Aussie firm begins Cambodia’s first commercial gold mine
An Australian company on Monday officially launched operations for Cambodia’s first commercial gold mine in the kingdom’s resource-rich northeast, officials said.
It is expected to generate more than $300 million in tax revenues and royalties over seven years for the country, according to a statement from the Australian embassy in Phnom Penh.
The project has the backing of strongman premier Hun Sen, who wrote in a June 10 Facebook post that it was a “great achievement” to boost Cambodia’s economy — which has been battered by the pandemic.

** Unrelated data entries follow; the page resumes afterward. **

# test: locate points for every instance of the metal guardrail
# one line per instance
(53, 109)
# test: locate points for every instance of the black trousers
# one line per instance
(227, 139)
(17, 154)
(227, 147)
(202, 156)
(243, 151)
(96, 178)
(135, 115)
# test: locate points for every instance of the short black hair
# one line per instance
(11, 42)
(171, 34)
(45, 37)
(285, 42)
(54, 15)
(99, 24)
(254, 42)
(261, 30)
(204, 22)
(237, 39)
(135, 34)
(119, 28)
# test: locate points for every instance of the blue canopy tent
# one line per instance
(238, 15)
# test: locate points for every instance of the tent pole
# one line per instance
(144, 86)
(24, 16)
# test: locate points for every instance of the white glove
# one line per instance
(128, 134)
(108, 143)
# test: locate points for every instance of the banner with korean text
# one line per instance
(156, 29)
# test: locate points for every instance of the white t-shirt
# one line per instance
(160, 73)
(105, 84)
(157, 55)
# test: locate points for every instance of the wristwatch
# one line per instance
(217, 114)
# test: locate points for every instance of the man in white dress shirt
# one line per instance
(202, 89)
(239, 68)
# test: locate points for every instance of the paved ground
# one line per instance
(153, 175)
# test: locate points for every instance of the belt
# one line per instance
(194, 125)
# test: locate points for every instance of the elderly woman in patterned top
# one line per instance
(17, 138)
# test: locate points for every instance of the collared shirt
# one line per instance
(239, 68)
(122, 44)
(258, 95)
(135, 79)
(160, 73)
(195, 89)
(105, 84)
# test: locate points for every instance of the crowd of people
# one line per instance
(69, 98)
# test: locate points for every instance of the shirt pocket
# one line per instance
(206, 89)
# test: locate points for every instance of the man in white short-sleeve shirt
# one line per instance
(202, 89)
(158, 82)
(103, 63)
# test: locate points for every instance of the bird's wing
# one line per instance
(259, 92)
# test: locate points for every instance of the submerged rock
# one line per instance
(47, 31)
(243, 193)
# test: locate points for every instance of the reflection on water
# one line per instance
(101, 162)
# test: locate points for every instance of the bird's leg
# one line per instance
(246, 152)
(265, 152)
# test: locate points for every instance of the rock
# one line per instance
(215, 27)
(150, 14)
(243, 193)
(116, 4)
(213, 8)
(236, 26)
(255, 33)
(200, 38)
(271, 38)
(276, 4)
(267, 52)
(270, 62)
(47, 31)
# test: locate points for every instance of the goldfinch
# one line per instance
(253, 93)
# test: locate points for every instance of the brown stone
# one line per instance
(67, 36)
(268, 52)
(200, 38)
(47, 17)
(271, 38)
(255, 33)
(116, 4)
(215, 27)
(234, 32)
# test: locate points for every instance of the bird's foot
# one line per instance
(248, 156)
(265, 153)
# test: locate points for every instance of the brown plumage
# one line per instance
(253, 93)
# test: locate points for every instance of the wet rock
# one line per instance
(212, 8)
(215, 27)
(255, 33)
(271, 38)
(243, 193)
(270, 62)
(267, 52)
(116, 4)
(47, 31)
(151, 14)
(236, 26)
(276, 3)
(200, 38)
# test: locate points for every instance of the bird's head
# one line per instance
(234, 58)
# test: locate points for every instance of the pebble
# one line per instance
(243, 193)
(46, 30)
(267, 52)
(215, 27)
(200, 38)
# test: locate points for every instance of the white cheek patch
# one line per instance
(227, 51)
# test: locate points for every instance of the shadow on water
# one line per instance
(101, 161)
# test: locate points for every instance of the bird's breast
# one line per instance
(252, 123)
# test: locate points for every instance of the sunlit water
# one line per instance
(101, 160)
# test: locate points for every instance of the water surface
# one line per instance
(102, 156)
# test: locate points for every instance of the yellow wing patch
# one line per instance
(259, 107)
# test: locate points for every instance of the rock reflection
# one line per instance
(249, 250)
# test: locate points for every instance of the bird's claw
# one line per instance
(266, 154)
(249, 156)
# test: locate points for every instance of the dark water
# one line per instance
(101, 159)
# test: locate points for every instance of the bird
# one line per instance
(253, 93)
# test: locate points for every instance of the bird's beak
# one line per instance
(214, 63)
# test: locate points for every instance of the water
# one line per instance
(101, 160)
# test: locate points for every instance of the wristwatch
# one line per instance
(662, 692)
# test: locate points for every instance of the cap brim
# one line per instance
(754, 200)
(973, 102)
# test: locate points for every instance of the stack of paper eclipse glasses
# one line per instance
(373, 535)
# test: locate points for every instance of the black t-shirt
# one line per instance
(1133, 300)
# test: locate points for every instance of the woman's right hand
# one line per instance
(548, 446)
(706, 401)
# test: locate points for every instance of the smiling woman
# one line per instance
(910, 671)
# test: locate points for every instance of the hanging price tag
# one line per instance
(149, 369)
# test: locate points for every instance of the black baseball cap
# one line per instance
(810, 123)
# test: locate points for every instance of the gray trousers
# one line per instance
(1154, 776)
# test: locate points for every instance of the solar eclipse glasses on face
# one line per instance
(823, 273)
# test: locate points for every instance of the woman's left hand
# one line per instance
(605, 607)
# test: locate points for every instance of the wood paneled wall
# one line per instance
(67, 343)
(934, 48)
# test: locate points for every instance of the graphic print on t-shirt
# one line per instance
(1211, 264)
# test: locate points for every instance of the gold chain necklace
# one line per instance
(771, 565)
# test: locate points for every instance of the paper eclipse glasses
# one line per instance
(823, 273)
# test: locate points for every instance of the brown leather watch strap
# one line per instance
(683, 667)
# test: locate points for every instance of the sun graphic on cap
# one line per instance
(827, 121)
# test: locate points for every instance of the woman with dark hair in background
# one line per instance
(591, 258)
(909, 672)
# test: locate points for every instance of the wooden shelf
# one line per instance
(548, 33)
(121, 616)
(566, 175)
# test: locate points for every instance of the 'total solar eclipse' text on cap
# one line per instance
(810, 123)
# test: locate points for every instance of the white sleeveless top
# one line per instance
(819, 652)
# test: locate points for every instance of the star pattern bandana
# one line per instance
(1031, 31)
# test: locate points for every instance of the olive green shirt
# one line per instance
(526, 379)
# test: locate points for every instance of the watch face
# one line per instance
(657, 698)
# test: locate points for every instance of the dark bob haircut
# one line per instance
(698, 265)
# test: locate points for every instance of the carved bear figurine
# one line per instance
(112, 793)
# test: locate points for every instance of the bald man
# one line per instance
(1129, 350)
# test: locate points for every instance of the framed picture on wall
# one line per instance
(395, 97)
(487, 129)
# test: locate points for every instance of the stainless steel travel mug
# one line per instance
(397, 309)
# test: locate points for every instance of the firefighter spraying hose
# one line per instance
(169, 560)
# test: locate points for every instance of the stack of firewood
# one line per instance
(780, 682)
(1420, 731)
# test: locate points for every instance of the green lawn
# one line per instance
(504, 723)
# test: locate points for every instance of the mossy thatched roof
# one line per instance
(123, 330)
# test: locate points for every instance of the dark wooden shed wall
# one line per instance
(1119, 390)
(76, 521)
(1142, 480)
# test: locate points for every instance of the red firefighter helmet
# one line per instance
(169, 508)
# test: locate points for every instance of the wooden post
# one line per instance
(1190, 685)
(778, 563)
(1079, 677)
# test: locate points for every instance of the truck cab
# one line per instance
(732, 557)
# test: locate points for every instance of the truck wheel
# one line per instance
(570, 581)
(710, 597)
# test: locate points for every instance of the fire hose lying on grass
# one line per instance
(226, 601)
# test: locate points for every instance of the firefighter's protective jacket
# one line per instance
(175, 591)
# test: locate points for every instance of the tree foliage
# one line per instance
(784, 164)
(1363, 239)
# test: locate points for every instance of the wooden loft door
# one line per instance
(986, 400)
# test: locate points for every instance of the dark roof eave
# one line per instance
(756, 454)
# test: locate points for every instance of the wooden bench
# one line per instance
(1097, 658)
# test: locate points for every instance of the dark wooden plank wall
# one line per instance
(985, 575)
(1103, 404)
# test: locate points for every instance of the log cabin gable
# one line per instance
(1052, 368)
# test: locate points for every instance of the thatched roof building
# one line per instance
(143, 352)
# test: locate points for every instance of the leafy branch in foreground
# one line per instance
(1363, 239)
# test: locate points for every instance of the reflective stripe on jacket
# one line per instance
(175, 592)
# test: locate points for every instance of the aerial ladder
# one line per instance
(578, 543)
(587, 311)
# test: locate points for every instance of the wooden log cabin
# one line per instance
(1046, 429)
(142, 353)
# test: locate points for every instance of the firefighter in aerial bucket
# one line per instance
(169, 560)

An average of three tonnes of pure gold will be produced per year in its first eight years of operation, he said.
Located in Keo Seima district, the Okvau Gold project area has been carved from the once-protected land of Phnom Prich Wildlife Sanctuary, a government official told AFP.
Residents in Keo Seima — many of whom are indigenous minorities — have long clashed with authorities over government-backed projects that they allege are a cover for rampant deforestation of valuable timber.
But the gold mining project was being conducted with “high responsibility for the protection of the environment and society”, Hun Sen vowed in his post.
The Southeast Asian nation has been searching for minerals for years.
In December, Cambodia extracted its first drop of crude oil from its waters in the Gulf of Thailand, a long-awaited milestone for the impoverished country.
But the prospects for the project appear grim after an announcement earlier this month that KrisEnergy — the company operating the oil field — could not pay its debts and was filing for liquidation.